Measuring the flow rate of liquid through an open channel is not unlike measuring the flow rate of a liquid through a closed pipe: one of the more common methods for doing so is to place a restriction in the path of the liquid flow and then measure the “pressure” dropped across that restriction. The easiest way to do this is to install a low “dam” in the middle of the channel, then measure the height of the liquid upstream of the dam as a way to infer flow rate. This dam is technically referred to as a weir, and three styles of weir are commonly used:
Another type of open-channel restriction used to measure liquid flow is called a flume. An illustration of a Parshall flume is shown here:
Weirs and flumes may be thought of being somewhat like “orifice plates” and “venturi tubes,” respectively, for open-channel liquid flow. Like an orifice plate, a weir or a flume generates a differential pressure that varies with the flow rate through it. However, this is where the similarities end. Exposing the fluid stream to atmospheric pressure means the differential pressure caused by the flow rate manifests itself as a difference in liquid height at different points in the channel. Thus, weirs and flumes allow the indirect measurement of liquid flow by sensing liquid height. An interesting feature of weirs and flumes is that although they are nonlinear primary sensing elements, their nonlinearity is quite different from that of an orifice.
Note the following transfer functions for different weirs and flumes, relating the rate of liquid flow through the device (\(Q\)) to the level of liquid rise upstream of the device (called “head”, or \(H\)):
\[Q = 2.48 \left( \tan {\theta \over 2} \right) H^{5 \over 2} \hbox{\hskip 20pt V-notch weir}\]
\[Q = 3.367 L H^{3 \over 2} \hbox{\hskip 20pt Cippoletti weir}\]
\[Q = 0.992 H^{1.547} \hbox{\hskip 20pt 3-inch wide throat Parshall flume}\]
\[Q = 3.07 H^{1.53} \hbox{\hskip 20pt 9-inch wide throat Parshall flume}\]
Where,
\(Q\) = Volumetric flow rate (cubic feet per second – CFS)
\(L\) = Width of notch crest or throat width (feet)
\(\theta\) = V-notch angle (degrees)
\(H\) = Head (feet)
It is important to note these functions provide answers for flow rate (\(Q\)) with head (\(H\)) being the independent variable.

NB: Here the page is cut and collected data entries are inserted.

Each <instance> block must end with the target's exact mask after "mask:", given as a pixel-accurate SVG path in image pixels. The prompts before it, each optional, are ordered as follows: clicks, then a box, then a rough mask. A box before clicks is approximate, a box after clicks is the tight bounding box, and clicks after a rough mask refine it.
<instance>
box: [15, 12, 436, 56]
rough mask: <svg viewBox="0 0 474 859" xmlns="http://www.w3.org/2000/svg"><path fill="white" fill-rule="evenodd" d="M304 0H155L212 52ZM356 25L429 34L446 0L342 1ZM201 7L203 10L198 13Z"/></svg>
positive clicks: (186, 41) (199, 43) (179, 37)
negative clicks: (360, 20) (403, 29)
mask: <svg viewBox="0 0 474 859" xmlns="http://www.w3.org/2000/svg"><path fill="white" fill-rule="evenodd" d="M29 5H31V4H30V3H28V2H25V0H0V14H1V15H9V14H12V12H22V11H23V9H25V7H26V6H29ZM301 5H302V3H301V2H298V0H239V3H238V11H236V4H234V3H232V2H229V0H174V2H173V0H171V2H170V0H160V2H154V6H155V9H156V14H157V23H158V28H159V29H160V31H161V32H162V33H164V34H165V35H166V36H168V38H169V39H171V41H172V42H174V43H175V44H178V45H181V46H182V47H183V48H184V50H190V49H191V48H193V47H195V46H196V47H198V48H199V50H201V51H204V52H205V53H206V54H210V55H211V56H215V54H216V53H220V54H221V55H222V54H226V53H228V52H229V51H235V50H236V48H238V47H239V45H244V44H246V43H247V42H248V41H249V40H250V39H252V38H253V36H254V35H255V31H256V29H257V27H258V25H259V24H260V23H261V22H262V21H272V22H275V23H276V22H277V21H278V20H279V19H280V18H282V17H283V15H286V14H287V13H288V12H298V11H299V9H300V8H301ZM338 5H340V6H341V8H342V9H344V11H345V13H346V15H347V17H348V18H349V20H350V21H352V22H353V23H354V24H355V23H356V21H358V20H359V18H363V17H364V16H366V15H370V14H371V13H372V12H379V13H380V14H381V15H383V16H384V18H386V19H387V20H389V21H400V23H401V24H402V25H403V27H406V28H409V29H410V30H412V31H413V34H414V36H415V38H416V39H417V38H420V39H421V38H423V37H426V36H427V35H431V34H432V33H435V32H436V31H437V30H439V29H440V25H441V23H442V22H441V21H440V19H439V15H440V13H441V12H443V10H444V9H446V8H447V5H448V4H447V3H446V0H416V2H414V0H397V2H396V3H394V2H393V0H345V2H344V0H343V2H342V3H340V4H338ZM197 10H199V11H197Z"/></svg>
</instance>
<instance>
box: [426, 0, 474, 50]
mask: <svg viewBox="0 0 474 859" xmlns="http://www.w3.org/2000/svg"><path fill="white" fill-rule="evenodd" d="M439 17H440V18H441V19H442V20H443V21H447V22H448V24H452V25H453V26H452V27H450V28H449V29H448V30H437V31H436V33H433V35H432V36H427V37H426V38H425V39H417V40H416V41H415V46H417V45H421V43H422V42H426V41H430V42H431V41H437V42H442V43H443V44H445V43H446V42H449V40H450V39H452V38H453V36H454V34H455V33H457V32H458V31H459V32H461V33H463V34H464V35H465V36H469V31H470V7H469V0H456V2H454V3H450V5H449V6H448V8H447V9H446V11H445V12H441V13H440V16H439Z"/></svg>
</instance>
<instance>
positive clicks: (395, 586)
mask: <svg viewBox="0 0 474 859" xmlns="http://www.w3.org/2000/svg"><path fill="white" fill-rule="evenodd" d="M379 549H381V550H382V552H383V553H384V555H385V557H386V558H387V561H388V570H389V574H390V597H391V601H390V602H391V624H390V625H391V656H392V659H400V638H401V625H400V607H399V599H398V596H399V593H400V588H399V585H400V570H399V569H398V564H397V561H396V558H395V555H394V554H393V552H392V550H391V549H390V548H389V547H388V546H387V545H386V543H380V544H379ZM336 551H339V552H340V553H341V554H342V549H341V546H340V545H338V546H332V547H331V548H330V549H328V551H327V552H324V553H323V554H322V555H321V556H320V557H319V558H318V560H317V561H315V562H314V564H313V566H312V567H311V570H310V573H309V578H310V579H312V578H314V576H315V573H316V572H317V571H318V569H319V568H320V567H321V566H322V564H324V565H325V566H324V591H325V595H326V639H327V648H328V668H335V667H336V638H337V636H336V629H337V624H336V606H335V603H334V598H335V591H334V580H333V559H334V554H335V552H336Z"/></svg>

In other words, they will tell us how much liquid is flowing given a certain head. In the course of calibrating the head-measuring instruments that infer flow rate, however, it is important to know the inverse transfer function: how much head there will be for any given value of flow. Here, algebraic manipulation becomes important to the technician. For example, here is the solution for \(H\) in the function for a Cippoletti weir:
\[Q = 3.367 L H^{3 \over 2}\]
\[\hbox\textit{Dividing both sides of the equation by 3.367 and }L \hbox{:}\]
\[{Q \over 3.367 L} = H^{3 \over 2}\]
\[\hbox\textit{Taking the } {3 \over 2} \hbox{ root of both sides:}\]
\[\root {3 / 2} \of {Q \over 3.367 L} = H\]
This in itself may be problematic, as some hand calculators do not have an \(\root x \of y\) function. In cases such as this, it is helpful to remember that a root is nothing more than an inverse power. Therefore, we could re-write the final form of the equation using a \(2 \over 3\) power instead of a \(3 \over 2\) root:
\[\left({Q \over 3.367 L}\right)^{2 \over 3} = H\]